Properti adalah salah satu objek yang sering diperjualbelikan. Dalam transaksi jual-beli properti, terdapat dua hal yang kerap ditemui, yaitu Akta Jual Beli (AJB) dan Perjanjian Pengikatan Jual Beli (PPJB). AJB jelas merupakan suatu akta yang berperan sebagai bukti telah terjadinya transaksi jual-beli atas suatu properti tertentu antara 2 pihak yang disebutkan di dalamnya. Sedangkan kedudukan dan fungsi dari PPJB kadang masih bisa jadi membingungkan bagi yang pertama kali menemuinya.

PPJB pada dasarnya adalah perjanjian yang dilakukan sebelum dibuatnya AJB, meskipun AJB tidak selalu harus didahului dengan PPJB. Lantas untuk apa diadakan PPJB?

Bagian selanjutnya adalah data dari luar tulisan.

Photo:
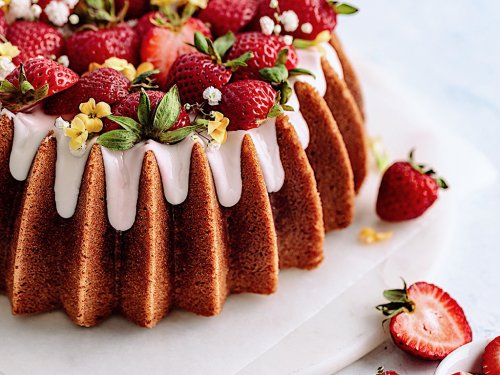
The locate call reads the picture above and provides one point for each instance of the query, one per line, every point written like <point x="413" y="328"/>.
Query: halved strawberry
<point x="247" y="103"/>
<point x="104" y="85"/>
<point x="34" y="39"/>
<point x="426" y="322"/>
<point x="33" y="81"/>
<point x="491" y="358"/>
<point x="129" y="106"/>
<point x="97" y="45"/>
<point x="229" y="15"/>
<point x="162" y="45"/>
<point x="265" y="49"/>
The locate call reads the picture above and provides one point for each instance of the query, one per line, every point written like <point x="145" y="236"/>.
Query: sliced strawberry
<point x="34" y="39"/>
<point x="426" y="322"/>
<point x="162" y="45"/>
<point x="407" y="190"/>
<point x="88" y="46"/>
<point x="33" y="81"/>
<point x="104" y="85"/>
<point x="229" y="15"/>
<point x="491" y="358"/>
<point x="247" y="103"/>
<point x="265" y="50"/>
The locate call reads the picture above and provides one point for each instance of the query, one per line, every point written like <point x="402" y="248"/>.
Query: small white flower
<point x="61" y="123"/>
<point x="73" y="19"/>
<point x="71" y="3"/>
<point x="266" y="25"/>
<point x="290" y="20"/>
<point x="6" y="67"/>
<point x="306" y="28"/>
<point x="19" y="9"/>
<point x="36" y="10"/>
<point x="63" y="60"/>
<point x="213" y="95"/>
<point x="213" y="145"/>
<point x="57" y="12"/>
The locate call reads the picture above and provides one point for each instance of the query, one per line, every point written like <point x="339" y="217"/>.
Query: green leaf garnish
<point x="168" y="110"/>
<point x="118" y="140"/>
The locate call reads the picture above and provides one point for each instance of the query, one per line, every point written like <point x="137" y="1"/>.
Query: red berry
<point x="34" y="39"/>
<point x="161" y="46"/>
<point x="104" y="85"/>
<point x="491" y="358"/>
<point x="229" y="15"/>
<point x="246" y="103"/>
<point x="90" y="46"/>
<point x="193" y="73"/>
<point x="3" y="24"/>
<point x="318" y="13"/>
<point x="129" y="106"/>
<point x="430" y="323"/>
<point x="265" y="49"/>
<point x="41" y="71"/>
<point x="136" y="8"/>
<point x="405" y="192"/>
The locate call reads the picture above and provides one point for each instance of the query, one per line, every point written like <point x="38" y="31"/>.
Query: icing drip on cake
<point x="123" y="169"/>
<point x="30" y="129"/>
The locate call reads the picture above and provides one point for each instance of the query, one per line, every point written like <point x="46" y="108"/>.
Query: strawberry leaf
<point x="224" y="43"/>
<point x="177" y="135"/>
<point x="144" y="110"/>
<point x="168" y="110"/>
<point x="127" y="123"/>
<point x="118" y="140"/>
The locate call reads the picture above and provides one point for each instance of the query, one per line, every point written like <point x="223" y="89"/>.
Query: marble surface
<point x="446" y="53"/>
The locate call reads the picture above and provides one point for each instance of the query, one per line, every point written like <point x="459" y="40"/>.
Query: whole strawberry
<point x="129" y="107"/>
<point x="265" y="49"/>
<point x="194" y="72"/>
<point x="491" y="358"/>
<point x="247" y="103"/>
<point x="104" y="85"/>
<point x="229" y="15"/>
<point x="425" y="321"/>
<point x="407" y="190"/>
<point x="34" y="39"/>
<point x="97" y="45"/>
<point x="33" y="81"/>
<point x="162" y="45"/>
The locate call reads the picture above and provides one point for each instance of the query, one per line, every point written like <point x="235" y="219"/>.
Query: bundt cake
<point x="199" y="173"/>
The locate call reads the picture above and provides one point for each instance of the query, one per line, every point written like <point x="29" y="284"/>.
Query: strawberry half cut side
<point x="425" y="321"/>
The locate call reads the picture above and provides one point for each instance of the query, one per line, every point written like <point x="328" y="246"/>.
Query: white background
<point x="448" y="54"/>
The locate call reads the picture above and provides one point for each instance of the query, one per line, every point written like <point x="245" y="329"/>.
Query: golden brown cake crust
<point x="200" y="254"/>
<point x="349" y="121"/>
<point x="252" y="237"/>
<point x="350" y="76"/>
<point x="147" y="262"/>
<point x="329" y="159"/>
<point x="297" y="211"/>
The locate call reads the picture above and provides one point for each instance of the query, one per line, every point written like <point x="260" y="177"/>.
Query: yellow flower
<point x="369" y="236"/>
<point x="78" y="133"/>
<point x="217" y="128"/>
<point x="92" y="114"/>
<point x="198" y="3"/>
<point x="121" y="65"/>
<point x="8" y="50"/>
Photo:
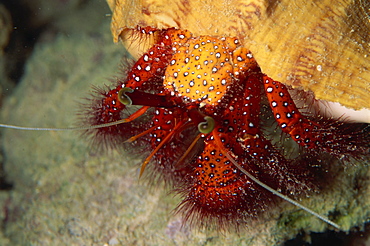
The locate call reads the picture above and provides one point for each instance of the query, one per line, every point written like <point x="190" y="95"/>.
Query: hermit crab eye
<point x="207" y="126"/>
<point x="123" y="98"/>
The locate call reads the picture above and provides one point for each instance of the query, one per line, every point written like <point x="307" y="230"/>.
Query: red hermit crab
<point x="200" y="118"/>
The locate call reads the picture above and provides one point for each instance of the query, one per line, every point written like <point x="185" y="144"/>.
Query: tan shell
<point x="322" y="46"/>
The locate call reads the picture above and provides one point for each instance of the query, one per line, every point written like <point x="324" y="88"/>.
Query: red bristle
<point x="343" y="140"/>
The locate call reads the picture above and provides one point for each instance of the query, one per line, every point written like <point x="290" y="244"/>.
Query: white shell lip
<point x="336" y="110"/>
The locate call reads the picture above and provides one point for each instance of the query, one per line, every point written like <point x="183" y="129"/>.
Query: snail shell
<point x="319" y="46"/>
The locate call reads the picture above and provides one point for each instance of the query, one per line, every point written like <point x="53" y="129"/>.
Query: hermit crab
<point x="205" y="135"/>
<point x="199" y="120"/>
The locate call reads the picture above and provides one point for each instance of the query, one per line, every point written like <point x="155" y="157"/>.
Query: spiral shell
<point x="319" y="46"/>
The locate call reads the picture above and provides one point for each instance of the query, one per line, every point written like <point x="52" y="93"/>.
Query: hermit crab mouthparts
<point x="265" y="186"/>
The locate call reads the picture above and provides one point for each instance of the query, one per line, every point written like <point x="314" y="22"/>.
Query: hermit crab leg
<point x="263" y="185"/>
<point x="336" y="138"/>
<point x="160" y="145"/>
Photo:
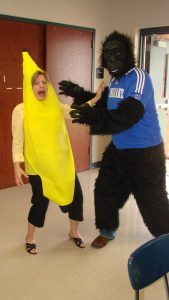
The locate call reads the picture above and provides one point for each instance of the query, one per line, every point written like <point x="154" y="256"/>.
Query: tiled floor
<point x="62" y="271"/>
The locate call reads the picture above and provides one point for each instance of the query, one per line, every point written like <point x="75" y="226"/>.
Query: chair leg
<point x="166" y="286"/>
<point x="137" y="295"/>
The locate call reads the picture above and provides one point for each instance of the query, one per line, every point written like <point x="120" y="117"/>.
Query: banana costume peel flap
<point x="47" y="147"/>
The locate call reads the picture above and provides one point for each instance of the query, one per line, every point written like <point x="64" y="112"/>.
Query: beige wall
<point x="104" y="16"/>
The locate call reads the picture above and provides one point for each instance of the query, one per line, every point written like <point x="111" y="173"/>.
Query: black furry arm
<point x="103" y="121"/>
<point x="79" y="94"/>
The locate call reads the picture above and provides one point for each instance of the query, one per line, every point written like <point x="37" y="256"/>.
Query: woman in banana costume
<point x="40" y="140"/>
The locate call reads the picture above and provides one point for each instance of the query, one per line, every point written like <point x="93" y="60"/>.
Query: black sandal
<point x="30" y="247"/>
<point x="77" y="241"/>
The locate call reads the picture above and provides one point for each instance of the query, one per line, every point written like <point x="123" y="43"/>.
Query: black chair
<point x="149" y="263"/>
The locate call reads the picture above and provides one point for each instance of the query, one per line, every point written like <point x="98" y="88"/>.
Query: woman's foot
<point x="78" y="240"/>
<point x="31" y="248"/>
<point x="30" y="245"/>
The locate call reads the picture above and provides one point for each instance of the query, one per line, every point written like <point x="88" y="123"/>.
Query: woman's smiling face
<point x="39" y="86"/>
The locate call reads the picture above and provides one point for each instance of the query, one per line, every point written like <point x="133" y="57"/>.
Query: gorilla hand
<point x="81" y="113"/>
<point x="69" y="88"/>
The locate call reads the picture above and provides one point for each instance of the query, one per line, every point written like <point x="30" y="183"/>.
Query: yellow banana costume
<point x="47" y="147"/>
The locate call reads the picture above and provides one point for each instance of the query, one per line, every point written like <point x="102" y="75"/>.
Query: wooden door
<point x="14" y="37"/>
<point x="69" y="57"/>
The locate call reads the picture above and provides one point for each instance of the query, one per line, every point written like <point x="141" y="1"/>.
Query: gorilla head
<point x="117" y="54"/>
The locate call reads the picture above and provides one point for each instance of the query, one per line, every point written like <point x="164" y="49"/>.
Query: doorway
<point x="154" y="58"/>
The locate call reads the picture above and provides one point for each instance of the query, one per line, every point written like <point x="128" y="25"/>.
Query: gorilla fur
<point x="123" y="171"/>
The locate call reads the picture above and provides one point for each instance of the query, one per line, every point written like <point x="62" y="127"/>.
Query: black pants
<point x="140" y="172"/>
<point x="40" y="203"/>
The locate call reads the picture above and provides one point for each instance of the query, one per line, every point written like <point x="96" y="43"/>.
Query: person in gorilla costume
<point x="134" y="161"/>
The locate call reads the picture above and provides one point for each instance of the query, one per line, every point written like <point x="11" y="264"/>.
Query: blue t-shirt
<point x="146" y="132"/>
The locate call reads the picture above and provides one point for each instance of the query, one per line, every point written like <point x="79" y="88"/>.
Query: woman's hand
<point x="19" y="173"/>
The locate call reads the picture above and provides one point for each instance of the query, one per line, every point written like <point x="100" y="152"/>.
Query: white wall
<point x="104" y="16"/>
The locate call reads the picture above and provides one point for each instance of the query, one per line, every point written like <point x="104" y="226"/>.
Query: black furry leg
<point x="148" y="177"/>
<point x="111" y="190"/>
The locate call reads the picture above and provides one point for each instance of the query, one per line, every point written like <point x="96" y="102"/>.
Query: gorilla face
<point x="114" y="54"/>
<point x="117" y="54"/>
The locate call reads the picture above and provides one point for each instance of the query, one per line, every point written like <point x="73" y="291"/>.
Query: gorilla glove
<point x="81" y="113"/>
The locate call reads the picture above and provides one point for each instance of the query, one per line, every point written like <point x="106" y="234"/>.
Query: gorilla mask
<point x="117" y="54"/>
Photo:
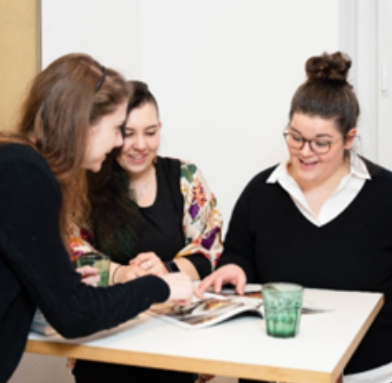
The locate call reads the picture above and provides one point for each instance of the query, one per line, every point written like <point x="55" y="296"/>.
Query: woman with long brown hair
<point x="71" y="120"/>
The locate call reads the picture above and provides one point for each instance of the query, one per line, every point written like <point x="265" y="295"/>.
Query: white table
<point x="239" y="347"/>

Dalam suatu transaksi jual-beli properti, terdapat beberapa keadaan yang menyebabkan jual-beli properti itu belum dapat dipenuhi, meskipun para pihak sudah sepakat untuk mengadakan jual-beli. Untuk itu dibuatlah terlebih dahulu suatu perjanjian sebagai pengikat bahwa para pihak di masa yang akan datang akan melakukan jual-beli setelah jual-beli itu dapat dilaksanakan. Beberapa alasan dibuatnya PPJB di antaranya bisa karena belum dipenuhinya syarat-syarat tertentu atau adanya beberapa masalah seperti pembangunan yang belum selesai atau adanya pemecahan sertifikat.

Misalnya, sering terjadi pembuatan PPJB dalam hal penjualan satuan rumah susun atau unit apartemen. Pengembang atau developer biasanya sudah mulai melakukan penawaran dan penjualan unit apartemennya pada saat apartemennya sendiri belum selesai 100% dibangun. Sehingga pembeli yang berniat untuk memiliki unit apartemen itu melakukan PPJB dengan developer terlebih dahulu selama apartemen itu dibangun. Nantinya, setelah apartemen selesai dibuat, barulah dapat dibuat AJB dan serah terima antara pembeli dan developer.

Atau contoh lainnya, PPJB juga biasa digunakan untuk transaksi jual-beli properti yang dengan pembayaran angsuran. Sebelum pembeli selesai melunasi yang harus dibayarkannya sesuai kesepakatan para pihak, sebaiknya transaksi jual-beli tersebut dituangkan ke dalam PPJB terlebih dahulu dan tidak langsung dalam bentuk AJB. Ini karena AJB itu berperan layaknya bukti bahwa pembayaran sudah lunas, yang berarti kepemilikan properti pun sudah pindah dari penjual kepada pembeli sebagai pemilik baru. Hal ini tentunya dapat merugikan penjual karena itu berarti meskipun utangnya belum lunas, dengan AJB, jual-beli itu dianggap telah terjadi dan selesai dilaksanakan.

Dari ilustrasi di atas, dapat dikatakan bahwa suatu PPJB dibuat untuk melindungi kepentingan para pihak dalam jual-beli. Baik itu untuk melindungi kepentingan pembeli maupun penjual. Apabila para pihak sebenarnya sudah sepakat untuk melaksanakan jual-beli tapi terdapat beberapa hal yang harus terlebih dahulu dipenuhi, maka PPJB merupakan solusi untuk mengikat para pihak untuk tetap melaksanakan jual-beli di kemudian hari setelah syarat-syaratnya terpenuhi.